There are several limitations of this study. First, it is a retrospective study with inherent deficiencies in capturing all clinically relevant information for all patients. Second, the cohort was stratified patients into four groups, with varying demographic and clinical characteristics. We attempted to adjust for them in the multivariable analysis. Third, the findings may only apply to healthcare systems with the infrastructure that allows for the safe administration of remdesivir in the outpatient setting. While our program adapted this novel strategy in conjunction with the implementation of anti-spike monoclonal antibody infusion, the logistics of scheduling once daily doses of remdesivir for patients was challenging (but not impossible) to implement.

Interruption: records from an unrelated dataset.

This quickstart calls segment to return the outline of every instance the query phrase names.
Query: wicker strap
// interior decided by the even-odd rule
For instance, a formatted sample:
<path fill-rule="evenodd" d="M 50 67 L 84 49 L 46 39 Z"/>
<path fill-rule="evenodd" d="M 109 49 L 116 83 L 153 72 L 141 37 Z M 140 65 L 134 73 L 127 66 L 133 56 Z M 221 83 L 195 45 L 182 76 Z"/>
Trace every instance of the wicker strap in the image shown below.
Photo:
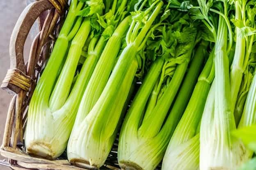
<path fill-rule="evenodd" d="M 66 0 L 48 0 L 50 1 L 58 12 L 61 13 L 64 11 L 67 2 Z"/>
<path fill-rule="evenodd" d="M 28 92 L 31 81 L 28 76 L 18 69 L 9 69 L 5 78 L 3 81 L 2 86 L 8 87 L 9 84 L 13 85 L 21 88 L 25 92 Z"/>
<path fill-rule="evenodd" d="M 63 8 L 64 5 L 61 5 L 61 9 Z M 1 87 L 15 94 L 10 103 L 5 128 L 2 145 L 5 150 L 8 150 L 8 148 L 15 150 L 17 143 L 23 143 L 23 114 L 29 102 L 27 92 L 29 96 L 33 92 L 37 78 L 36 65 L 40 57 L 46 58 L 40 53 L 50 46 L 48 42 L 50 41 L 49 35 L 53 34 L 59 18 L 58 11 L 54 7 L 49 0 L 39 0 L 30 4 L 21 15 L 13 31 L 10 42 L 11 67 Z M 37 18 L 45 11 L 48 11 L 47 16 L 41 20 L 43 23 L 33 41 L 29 61 L 25 65 L 23 54 L 25 42 Z M 55 32 L 57 32 L 55 29 Z M 43 63 L 43 60 L 40 61 Z M 11 165 L 15 164 L 15 161 L 9 160 Z"/>

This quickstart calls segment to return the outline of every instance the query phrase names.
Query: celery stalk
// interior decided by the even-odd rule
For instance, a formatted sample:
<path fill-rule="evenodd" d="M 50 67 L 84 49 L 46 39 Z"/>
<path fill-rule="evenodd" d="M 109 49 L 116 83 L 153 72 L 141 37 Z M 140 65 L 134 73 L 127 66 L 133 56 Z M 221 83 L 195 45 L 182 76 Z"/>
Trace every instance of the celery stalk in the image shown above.
<path fill-rule="evenodd" d="M 129 40 L 126 42 L 127 46 L 119 57 L 109 78 L 109 74 L 107 75 L 108 77 L 103 78 L 103 81 L 107 81 L 107 82 L 105 81 L 103 83 L 103 89 L 101 85 L 99 88 L 99 91 L 96 94 L 98 95 L 97 97 L 98 98 L 95 98 L 92 101 L 95 104 L 89 106 L 91 107 L 91 109 L 88 110 L 89 112 L 82 116 L 85 118 L 82 120 L 82 122 L 78 125 L 79 126 L 76 126 L 73 129 L 74 132 L 72 132 L 68 146 L 68 157 L 70 161 L 77 164 L 81 164 L 82 166 L 85 166 L 85 165 L 83 163 L 96 167 L 99 167 L 104 163 L 113 144 L 116 128 L 121 116 L 121 109 L 138 67 L 135 58 L 136 54 L 151 25 L 160 12 L 162 4 L 162 2 L 156 0 L 146 10 L 145 15 L 149 14 L 150 16 L 144 25 L 141 25 L 140 31 L 132 31 L 135 29 L 134 26 L 136 22 L 140 23 L 134 20 L 132 21 L 126 37 L 129 37 L 128 38 Z M 137 35 L 135 39 L 130 38 Z M 113 36 L 116 35 L 114 34 Z M 112 43 L 112 47 L 116 47 L 116 45 Z M 112 49 L 112 50 L 115 49 L 114 48 Z M 110 55 L 113 52 L 112 51 L 107 52 Z M 105 64 L 107 63 L 105 62 Z M 105 67 L 101 66 L 101 68 L 99 71 L 104 72 Z M 132 69 L 133 71 L 129 71 Z M 110 70 L 112 69 L 110 68 Z M 130 73 L 127 75 L 128 72 Z M 101 83 L 101 80 L 98 77 L 97 78 L 97 81 L 95 82 Z M 124 83 L 128 88 L 126 88 L 125 90 L 120 92 L 119 89 L 122 89 Z M 117 103 L 117 100 L 120 101 L 118 104 Z M 86 104 L 82 103 L 80 107 L 83 107 L 82 105 Z M 80 128 L 82 128 L 82 130 Z M 84 141 L 83 139 L 87 140 Z M 80 146 L 81 148 L 78 148 L 77 146 Z M 98 152 L 96 153 L 96 151 Z"/>
<path fill-rule="evenodd" d="M 37 157 L 54 159 L 64 152 L 81 94 L 94 69 L 93 58 L 88 58 L 78 77 L 75 76 L 91 27 L 88 18 L 77 16 L 83 7 L 85 3 L 82 1 L 71 1 L 65 22 L 30 101 L 24 134 L 25 145 L 28 153 Z M 90 5 L 87 7 L 91 7 Z M 91 12 L 92 14 L 94 11 Z"/>

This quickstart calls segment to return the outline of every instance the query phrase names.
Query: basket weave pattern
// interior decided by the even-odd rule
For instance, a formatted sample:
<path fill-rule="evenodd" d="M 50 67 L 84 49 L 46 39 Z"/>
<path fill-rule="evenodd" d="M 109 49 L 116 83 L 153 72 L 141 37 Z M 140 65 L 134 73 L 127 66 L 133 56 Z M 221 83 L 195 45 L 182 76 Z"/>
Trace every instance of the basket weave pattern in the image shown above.
<path fill-rule="evenodd" d="M 10 42 L 11 66 L 1 88 L 13 96 L 11 101 L 0 153 L 14 170 L 85 170 L 69 162 L 65 153 L 55 161 L 32 157 L 25 153 L 23 133 L 28 106 L 34 90 L 52 50 L 68 9 L 67 0 L 39 0 L 28 5 L 21 15 Z M 23 49 L 27 37 L 38 18 L 39 32 L 32 43 L 25 63 Z M 102 169 L 118 169 L 117 140 Z"/>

It will be important to assess the economic impact of this practice as well as patient perception and satisfaction of this strategy of care.
This study of over 3000 patients hospitalized for COVID-19 highlights the importance of completing a 5-day course of remdesivir treatment. Older age was significantly associated with a higher risk of death, while completion of the full course of remdesivir was associated with lower risk of death. Among patients who have improved clinically to allow for early hospital dismissal, it is important to ensure that they complete their treatment course in the outpatient setting. This novel strategy of transitioning remdesivir treatment among hospitalized patients from inpatient to the outpatient setting appears to be associated with clinical benefits, in addition to decongesting an overburdened hospital system. This strategy could be implemented selectively among stable patients, especially when hospitals are overburdened with a census exceeding their capacity for care.